Form components

Form components are reusable elements that allow content creators and marketers to compose forms via the Form Builder. Each component represents a specific form field, such as a text box for user input, a group of radio buttons, etc. Administration users are free to add, remove, or reorder individual form components and specify their properties via the Form Builder interface in the Forms application.

A form is a collection of form component instances, with each instance representing an individual form field.

In addition to form components included in Form Builder by default, you can implement custom form components suitable for specific use cases and project requirements.

This page covers how to:

Develop form components

Unless specified otherwise, all classes and members mentioned in this section are located in the Kentico.Forms.Web.Mvc namespace.

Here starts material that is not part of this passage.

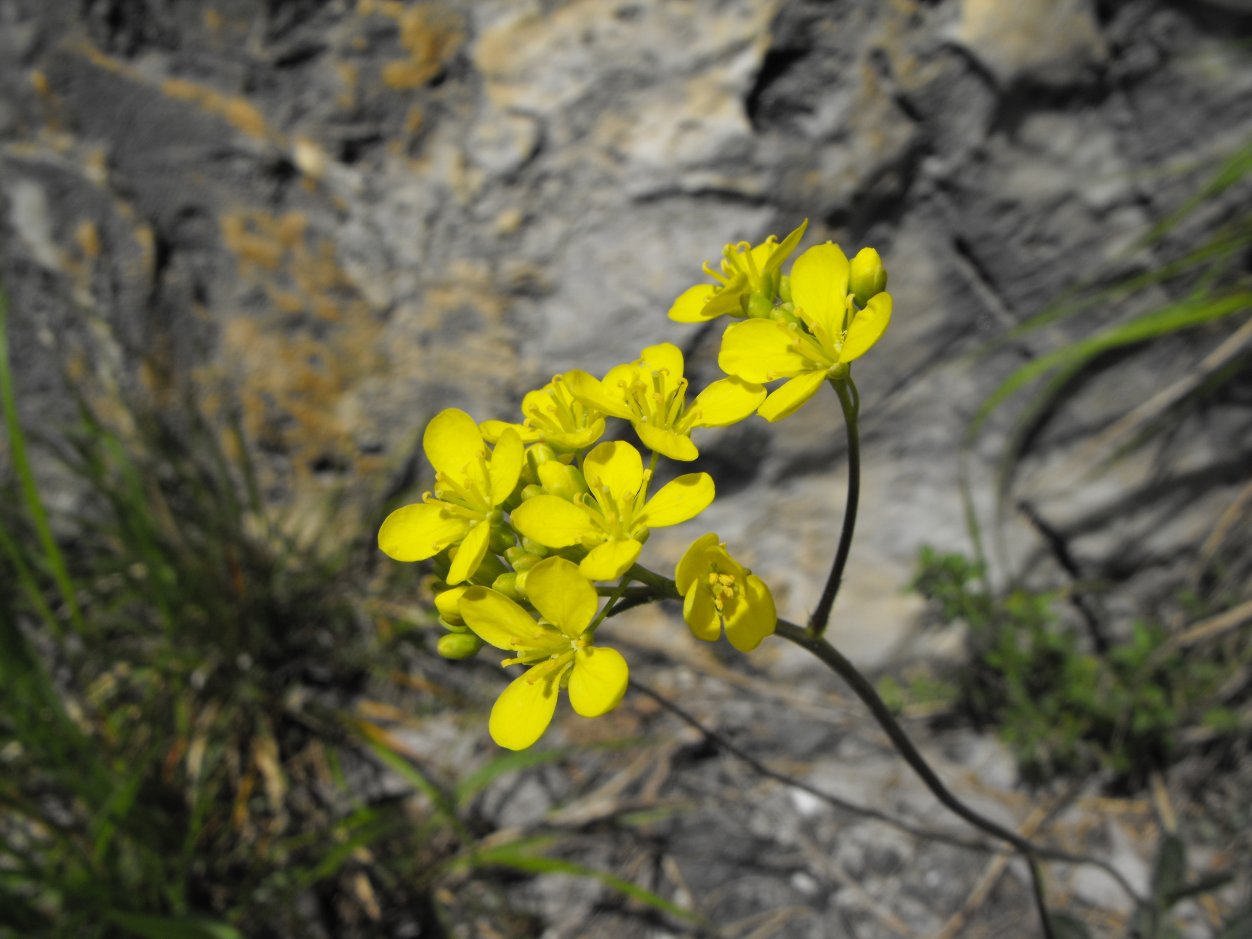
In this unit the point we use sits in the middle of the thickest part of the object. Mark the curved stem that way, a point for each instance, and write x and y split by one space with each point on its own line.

All form components need to inherit from the FormComponent<TProperties, TValue> class, where the TProperties generic parameter needs to be a class derived from FormComponentProperties<TValue>, and the TValue type needs to be identical for both classes. Each component also requires a corresponding view template that describes how its input elements are rendered. 


Form components are designed to be used in the global scope and their code files must be placed in the application root of your project (not in an Area). Creating components in Areas may lead to unexpected behavior.

Follow these steps to create a form component:

  1. Open your Xperience project in Visual Studio.

  2. Create a form component class that inherits from FormComponent<TProperties, TValue>.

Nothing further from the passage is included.